- Created by: Colin Dench
- Directed by: Tim Kirkby
- Presented by: Stewart Lee
- Country of origin: United Kingdom
- Original language: English
- No. of series: 2
- No. of episodes: 25

Production
- Executive producers: Sarah Farrell; Stewart Lee;
- Producer: Colin Dench
- Editor: Jon Blow

Original release
- Network: Comedy Central
- Release: 5 February 2013 – 8 October 2014

= The Alternative Comedy Experience =

The Alternative Comedy Experience is a stand-up comedy show that premiered on 5 February 2013 on the Comedy Central channel in the UK. It features live comedy shows, filmed in July 2012 at The Stand Comedy Club in Edinburgh, and behind-the-scenes interviews.

Created and produced by Colin Dench and curated by Stewart Lee, The Alternative Comedy Experience sees performances from a variety of critically acclaimed stand-up comics, including Tony Law, David O'Doherty, Paul Foot, Simon Munnery, Josie Long, Henning Wehn, Stephen Carlin, Isy Suttie, Glenn Wool, Andy Zaltzman, Eleanor Tiernan, Bridget Christie, Boothby Graffoe, Maeve Higgins, Phil Nichol, Robin Ince and David Kay and Fern Brady. IMDB lists 38 comedians appearing across the 25 episodes.

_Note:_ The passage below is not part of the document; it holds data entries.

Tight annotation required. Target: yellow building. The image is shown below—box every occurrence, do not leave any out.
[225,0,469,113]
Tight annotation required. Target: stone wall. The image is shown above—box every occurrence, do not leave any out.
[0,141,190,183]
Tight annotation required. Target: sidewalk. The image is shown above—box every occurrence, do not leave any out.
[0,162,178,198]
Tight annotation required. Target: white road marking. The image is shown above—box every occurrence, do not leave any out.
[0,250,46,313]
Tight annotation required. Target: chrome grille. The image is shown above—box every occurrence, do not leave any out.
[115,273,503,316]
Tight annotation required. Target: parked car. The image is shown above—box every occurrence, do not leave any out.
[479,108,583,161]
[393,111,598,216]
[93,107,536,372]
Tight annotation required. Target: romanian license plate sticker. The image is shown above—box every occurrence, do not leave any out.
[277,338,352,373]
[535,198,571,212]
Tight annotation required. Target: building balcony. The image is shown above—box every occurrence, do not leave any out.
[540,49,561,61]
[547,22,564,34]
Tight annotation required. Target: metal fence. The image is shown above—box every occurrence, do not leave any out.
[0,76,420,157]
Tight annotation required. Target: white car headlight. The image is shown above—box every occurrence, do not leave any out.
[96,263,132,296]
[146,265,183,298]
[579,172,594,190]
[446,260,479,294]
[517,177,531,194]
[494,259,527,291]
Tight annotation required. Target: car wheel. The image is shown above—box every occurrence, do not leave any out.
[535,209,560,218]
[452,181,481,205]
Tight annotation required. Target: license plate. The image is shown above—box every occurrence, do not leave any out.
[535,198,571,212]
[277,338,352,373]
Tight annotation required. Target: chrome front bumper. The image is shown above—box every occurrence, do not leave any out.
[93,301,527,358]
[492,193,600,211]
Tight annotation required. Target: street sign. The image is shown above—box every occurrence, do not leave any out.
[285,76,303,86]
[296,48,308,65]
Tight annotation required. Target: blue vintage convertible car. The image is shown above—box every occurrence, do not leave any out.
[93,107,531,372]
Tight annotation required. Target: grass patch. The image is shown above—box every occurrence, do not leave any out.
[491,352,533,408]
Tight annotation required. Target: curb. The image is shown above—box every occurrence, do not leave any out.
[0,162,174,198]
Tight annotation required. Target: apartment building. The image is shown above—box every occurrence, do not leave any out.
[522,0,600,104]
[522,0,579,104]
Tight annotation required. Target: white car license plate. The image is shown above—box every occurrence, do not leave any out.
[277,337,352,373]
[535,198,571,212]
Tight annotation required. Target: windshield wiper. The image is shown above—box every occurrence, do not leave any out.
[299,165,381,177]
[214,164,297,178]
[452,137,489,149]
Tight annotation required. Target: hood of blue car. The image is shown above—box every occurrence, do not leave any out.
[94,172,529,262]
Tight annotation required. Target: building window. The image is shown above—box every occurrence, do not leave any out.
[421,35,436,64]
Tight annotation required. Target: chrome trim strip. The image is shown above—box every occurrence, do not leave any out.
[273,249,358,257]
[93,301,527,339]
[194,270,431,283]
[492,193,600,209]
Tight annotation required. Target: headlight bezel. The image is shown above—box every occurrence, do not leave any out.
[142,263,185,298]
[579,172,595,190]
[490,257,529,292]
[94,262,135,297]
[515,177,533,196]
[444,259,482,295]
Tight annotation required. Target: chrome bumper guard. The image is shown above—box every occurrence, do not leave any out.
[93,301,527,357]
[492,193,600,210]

Comedy Central confirmed on 29 May 2013 there would be a second series of the show, also to be filmed at The Stand Comedy Club. It was recorded in July 2013 and started broadcast in July 2014. Among the comedians joining the show in its second series are Kevin Eldon, Nish Kumar, Kevin McAleer and Michael Legge.

The show hasn't been recommissioned for a third series.